Investing in mutual funds has become popular choice in the past few months. As the investment is done in several sectors at the same time, one bad performing sector can be compensated with the better performing sector.
There was a time when mutual fund investment was simple but now it has become complex with many additional factors. An investor can understand Indian companies in the complex environment but it is time consuming. Mutual funds provide an option to invest even during such complexities.
Let us take an example here.
ABC equity fund invests in 30 different companies in a sector. The chances of the shares going down at the same time are unlikely unless there is a huge disaster in the economy. If the bank A goes down, then B bank can go up and compensate for loss made by bank A. If the whole banking sector goes down, then the IT sector can come up and reverse the loss.
When investing in mutual funds, one must first get their KYC (Know Your Customer) verified. The forms are available in all the fund offices. A person can contact a mutual fund advisor also to get the KYC form. The KYC form takes a few days to verify. Once that is done, contact your advisor and fill the form of mutual fund. The paperwork is now in place. The form can be downloaded from http://www.amfiindia.com/know-your-customer.
After the KYC is verified, you can start investing in mutual funds. It can also be used for other investments also. Hence, one does not have to fill many KYC forms. A person can buy
The next question comes in of the mode of investment. A person can invest with lump sum amount or SIP (Systematic Investment Plan). So how does SIP work? With SIP one can invest a fixed amount each month when investing in mutual fund. This continues until you plan to stop investing. The major advantage is that it saves you from market fluctuations.
Mutual funds no doubt perform better and give better returns than the saving bank account. Although their returns are subject to market fluctuations, interest rate change, and macroeconomic factors. The money deposited in the bank could give a certain value after a number of years. But with mutual fund it is not so. An investor can invest for better returns but at the same time should be aware of the mutual fund value from time to time.

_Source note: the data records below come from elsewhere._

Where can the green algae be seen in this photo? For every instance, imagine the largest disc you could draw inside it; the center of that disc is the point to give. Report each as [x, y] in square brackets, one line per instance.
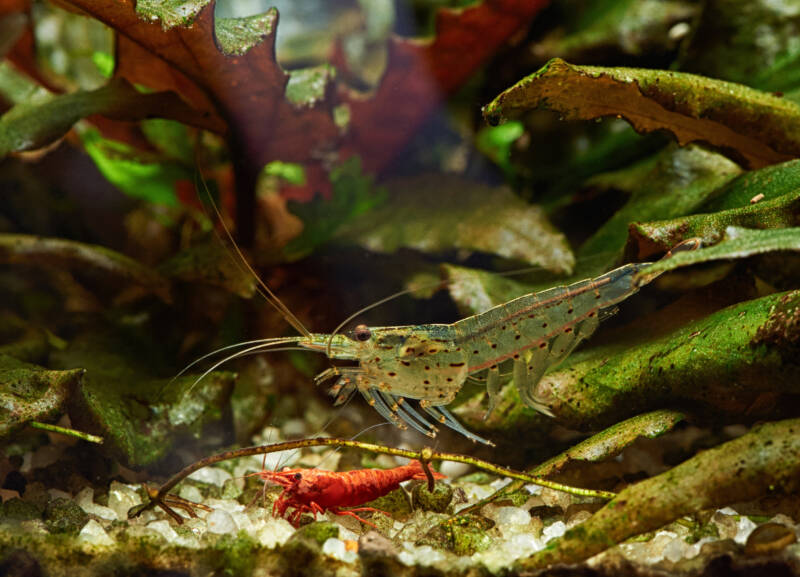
[64, 516]
[437, 501]
[760, 462]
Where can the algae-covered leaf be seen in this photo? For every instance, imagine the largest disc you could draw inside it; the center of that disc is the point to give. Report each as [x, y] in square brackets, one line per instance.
[476, 291]
[673, 183]
[613, 440]
[211, 263]
[710, 365]
[139, 175]
[140, 415]
[648, 238]
[31, 126]
[33, 250]
[752, 42]
[720, 365]
[737, 243]
[439, 213]
[753, 127]
[771, 181]
[29, 392]
[754, 465]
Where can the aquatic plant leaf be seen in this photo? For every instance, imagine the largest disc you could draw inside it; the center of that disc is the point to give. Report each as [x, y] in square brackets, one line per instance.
[754, 43]
[714, 364]
[231, 62]
[613, 440]
[476, 291]
[139, 175]
[649, 238]
[438, 213]
[32, 126]
[606, 444]
[721, 365]
[33, 250]
[421, 73]
[758, 463]
[610, 29]
[752, 127]
[140, 416]
[737, 243]
[672, 183]
[771, 181]
[210, 263]
[354, 194]
[29, 393]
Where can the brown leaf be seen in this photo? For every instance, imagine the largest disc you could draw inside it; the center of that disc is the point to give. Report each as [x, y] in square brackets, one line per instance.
[752, 127]
[420, 74]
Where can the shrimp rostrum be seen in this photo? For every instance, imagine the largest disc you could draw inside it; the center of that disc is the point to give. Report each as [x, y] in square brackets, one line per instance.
[431, 363]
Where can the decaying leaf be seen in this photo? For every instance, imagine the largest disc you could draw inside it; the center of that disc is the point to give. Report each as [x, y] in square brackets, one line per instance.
[752, 127]
[440, 213]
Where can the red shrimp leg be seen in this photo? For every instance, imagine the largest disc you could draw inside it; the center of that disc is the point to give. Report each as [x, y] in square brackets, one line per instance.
[352, 513]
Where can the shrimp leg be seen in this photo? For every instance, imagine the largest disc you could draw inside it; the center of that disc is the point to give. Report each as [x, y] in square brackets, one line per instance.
[408, 414]
[446, 418]
[492, 389]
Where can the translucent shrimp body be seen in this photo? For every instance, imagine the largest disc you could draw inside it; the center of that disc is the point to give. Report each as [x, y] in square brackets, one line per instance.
[430, 363]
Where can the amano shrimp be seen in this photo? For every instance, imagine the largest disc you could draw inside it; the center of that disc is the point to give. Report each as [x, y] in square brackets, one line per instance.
[431, 363]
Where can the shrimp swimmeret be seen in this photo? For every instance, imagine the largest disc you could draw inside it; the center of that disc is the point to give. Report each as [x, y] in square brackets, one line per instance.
[430, 363]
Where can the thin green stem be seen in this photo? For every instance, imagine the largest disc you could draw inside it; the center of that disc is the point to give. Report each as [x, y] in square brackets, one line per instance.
[158, 496]
[65, 431]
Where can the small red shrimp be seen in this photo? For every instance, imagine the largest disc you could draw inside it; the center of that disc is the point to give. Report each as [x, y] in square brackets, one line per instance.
[316, 491]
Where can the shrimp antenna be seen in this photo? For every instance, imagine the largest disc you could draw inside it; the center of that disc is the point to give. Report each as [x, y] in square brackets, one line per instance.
[263, 290]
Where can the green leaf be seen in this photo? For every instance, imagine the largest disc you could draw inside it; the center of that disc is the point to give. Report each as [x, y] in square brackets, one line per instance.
[30, 393]
[213, 264]
[771, 181]
[288, 171]
[737, 243]
[619, 27]
[152, 179]
[752, 42]
[437, 213]
[649, 238]
[354, 194]
[741, 470]
[34, 250]
[309, 86]
[750, 126]
[31, 126]
[476, 291]
[675, 182]
[496, 142]
[140, 416]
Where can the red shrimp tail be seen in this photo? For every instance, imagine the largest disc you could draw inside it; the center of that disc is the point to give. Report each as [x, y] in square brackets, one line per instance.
[420, 474]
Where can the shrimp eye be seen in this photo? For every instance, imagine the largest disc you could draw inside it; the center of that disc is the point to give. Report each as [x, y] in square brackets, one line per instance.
[362, 333]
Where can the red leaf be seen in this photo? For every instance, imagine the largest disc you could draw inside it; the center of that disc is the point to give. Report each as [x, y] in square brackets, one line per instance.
[420, 74]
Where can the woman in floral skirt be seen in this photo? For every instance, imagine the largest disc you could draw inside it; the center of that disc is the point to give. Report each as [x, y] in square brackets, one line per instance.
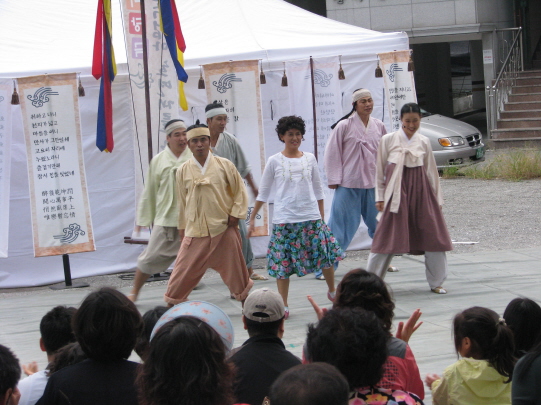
[301, 242]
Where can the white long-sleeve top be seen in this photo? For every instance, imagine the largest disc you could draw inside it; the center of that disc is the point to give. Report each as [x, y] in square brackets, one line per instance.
[350, 154]
[398, 149]
[298, 188]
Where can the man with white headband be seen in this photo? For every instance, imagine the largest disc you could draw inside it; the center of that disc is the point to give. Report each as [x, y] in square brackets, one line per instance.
[350, 164]
[225, 145]
[212, 199]
[158, 207]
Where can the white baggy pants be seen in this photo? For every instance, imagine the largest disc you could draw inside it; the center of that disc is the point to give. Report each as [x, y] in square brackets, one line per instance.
[435, 266]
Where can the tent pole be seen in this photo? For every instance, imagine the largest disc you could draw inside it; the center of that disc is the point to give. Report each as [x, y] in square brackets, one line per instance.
[147, 84]
[313, 104]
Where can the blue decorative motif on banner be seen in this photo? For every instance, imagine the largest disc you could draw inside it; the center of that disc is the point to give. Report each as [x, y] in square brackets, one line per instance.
[226, 82]
[393, 68]
[41, 96]
[71, 233]
[321, 78]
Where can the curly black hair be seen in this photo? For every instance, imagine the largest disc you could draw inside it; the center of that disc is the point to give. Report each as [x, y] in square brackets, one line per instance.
[290, 122]
[362, 289]
[354, 341]
[185, 365]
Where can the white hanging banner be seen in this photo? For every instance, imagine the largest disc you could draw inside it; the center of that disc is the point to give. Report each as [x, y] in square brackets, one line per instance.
[61, 220]
[6, 89]
[236, 85]
[328, 101]
[399, 83]
[162, 81]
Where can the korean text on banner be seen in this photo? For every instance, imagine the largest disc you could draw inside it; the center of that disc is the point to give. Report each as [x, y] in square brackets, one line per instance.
[236, 86]
[399, 83]
[328, 101]
[163, 81]
[6, 88]
[61, 220]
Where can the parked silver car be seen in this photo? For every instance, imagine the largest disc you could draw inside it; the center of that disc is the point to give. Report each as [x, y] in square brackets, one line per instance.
[454, 142]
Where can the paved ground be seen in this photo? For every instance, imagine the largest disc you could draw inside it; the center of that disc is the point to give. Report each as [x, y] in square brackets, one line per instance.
[503, 217]
[487, 278]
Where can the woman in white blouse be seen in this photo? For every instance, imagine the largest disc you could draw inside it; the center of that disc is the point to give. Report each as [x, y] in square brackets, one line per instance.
[301, 242]
[408, 196]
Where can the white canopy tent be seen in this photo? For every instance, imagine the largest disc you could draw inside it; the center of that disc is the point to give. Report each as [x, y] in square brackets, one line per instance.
[38, 37]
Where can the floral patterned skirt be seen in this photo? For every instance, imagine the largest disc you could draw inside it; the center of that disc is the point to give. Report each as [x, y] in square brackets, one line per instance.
[301, 248]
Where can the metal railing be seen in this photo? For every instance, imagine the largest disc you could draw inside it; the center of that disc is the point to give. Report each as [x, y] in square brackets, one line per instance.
[509, 61]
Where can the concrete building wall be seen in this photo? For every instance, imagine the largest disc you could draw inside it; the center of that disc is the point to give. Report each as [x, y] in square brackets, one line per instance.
[418, 17]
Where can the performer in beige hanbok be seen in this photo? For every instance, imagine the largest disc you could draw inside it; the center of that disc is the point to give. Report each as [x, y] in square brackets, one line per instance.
[212, 199]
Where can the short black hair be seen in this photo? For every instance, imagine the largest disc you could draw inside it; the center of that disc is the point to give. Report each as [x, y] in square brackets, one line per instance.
[213, 105]
[10, 370]
[186, 365]
[354, 341]
[263, 328]
[362, 289]
[66, 356]
[523, 316]
[55, 328]
[290, 122]
[310, 384]
[107, 325]
[150, 318]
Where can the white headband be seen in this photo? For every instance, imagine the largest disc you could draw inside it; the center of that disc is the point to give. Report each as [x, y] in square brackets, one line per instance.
[174, 126]
[216, 111]
[197, 132]
[357, 95]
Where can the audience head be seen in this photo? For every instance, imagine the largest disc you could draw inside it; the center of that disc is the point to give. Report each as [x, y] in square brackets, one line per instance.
[310, 384]
[209, 313]
[55, 328]
[362, 289]
[523, 316]
[10, 372]
[185, 365]
[354, 341]
[479, 333]
[150, 318]
[263, 313]
[107, 325]
[66, 356]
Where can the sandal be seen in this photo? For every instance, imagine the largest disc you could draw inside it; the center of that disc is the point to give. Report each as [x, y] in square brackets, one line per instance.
[256, 276]
[439, 290]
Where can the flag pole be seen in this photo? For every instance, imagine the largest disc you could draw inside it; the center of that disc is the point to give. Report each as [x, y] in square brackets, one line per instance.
[147, 83]
[313, 104]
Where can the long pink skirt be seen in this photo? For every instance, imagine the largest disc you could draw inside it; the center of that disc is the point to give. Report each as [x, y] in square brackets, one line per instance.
[419, 225]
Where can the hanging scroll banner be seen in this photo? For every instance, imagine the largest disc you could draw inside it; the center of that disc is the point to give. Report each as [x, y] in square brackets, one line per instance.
[399, 83]
[328, 101]
[61, 220]
[236, 86]
[162, 81]
[6, 89]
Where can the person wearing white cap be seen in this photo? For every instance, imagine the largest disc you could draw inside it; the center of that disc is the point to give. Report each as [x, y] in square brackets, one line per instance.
[224, 144]
[350, 165]
[158, 207]
[212, 199]
[263, 357]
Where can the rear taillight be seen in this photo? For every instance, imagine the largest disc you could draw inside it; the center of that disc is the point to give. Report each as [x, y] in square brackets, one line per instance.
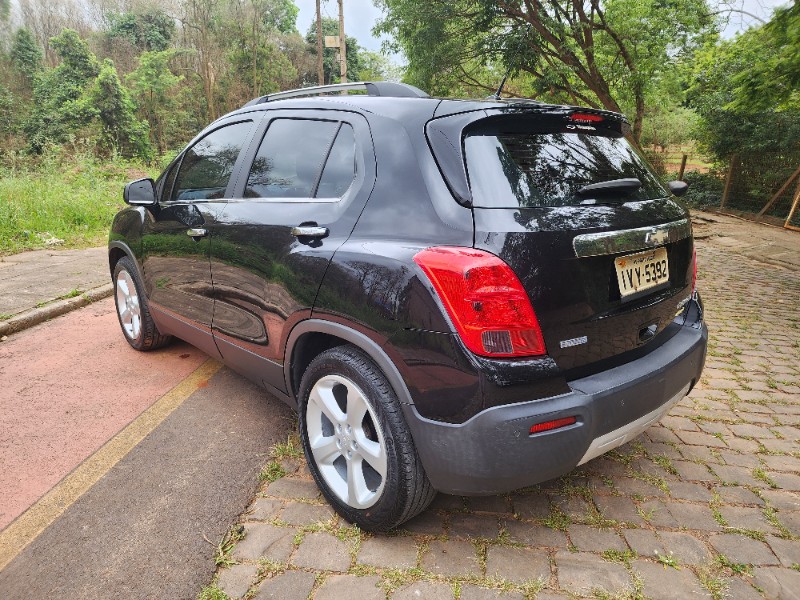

Once the paperwork gets completed, the investor can use the services of a financial company or a bank to start investment. A person can also walk into the office of Mutual Fund Company or the office of Registrar & Transfer Agents.
The investor should carry the filled application form, KYC number, and payment instrument. This could be either cheque or demand draft. The mutual fund company will then allot a folio number which is the account number held by the investor.
The KYC formalities should be completed before investing in mutual funds. Before investing, the investor should know that not all mutual funds allow investors to invest online. To invest online, the client should visit the website of the mutual fund company and complete the registration online. Once the application is completed, you will be allotted a login name and password through which transactions can be done.
Most of us are not qualified to apply all kinds of theories for portfolio structure to reduce the level of risk. Hence, we would be better off with a fund manager who understands the small things of investment.
The fund value is calculated on the NAV- Net Asset Value at the end of the day by the Asset Management Company (AMC). They charge an annual fee to cover their salaries, brokerage, administration and advertising costs. The larger the investment, lower are the cost as per thumb rule.
The AMC might also charge loads, which are sales charges incurred by the company in the form of distribution costs. Hence, one should read everything in the portfolio before making a commitment.
Now, the biggest question, how to invest in mutual funds online? What are the tips and tricks involved when investing in mutual funds in India? Below are some of them.
An investor should understand the kind of portfolio they need before investing in mutual funds. It should be a healthy mix of high and low risk instruments. For example, if you are 30 years old, you should have 30% of funds allocated towards debt instruments. The younger you are the more you can invest in equities and high risk funds.
Once the asset allocation is done, you should focus on shortlisting the types of funds you want to invest in. This should be decided on the ultimate financial goal. The more money one needs, the more risk factors should one undertake. Also, know about the time limit of investing in mutual funds and their risk profiles which depends on personal outlook.
When comparing funds, look at the history of the fund by studying the pattern and checking performance online. Check out the top 5 fund in the class you wish to invest into. These points will help you make a better decision and help you define your portfolio. In general, you should think of investing in 20 different assets.
The investors should keep a track of the investments. The task is not completed after approving the portfolio. You can keep track online, through newsletters or newspapers. Today, the mobile apps also provide all the date needed and will help you keep a track of all your investments.
Mutual funds provide the right amount of transparency, flexibility, and tax benefits during investment. In addition, the fund managers are always there to support and guide you whenever needed.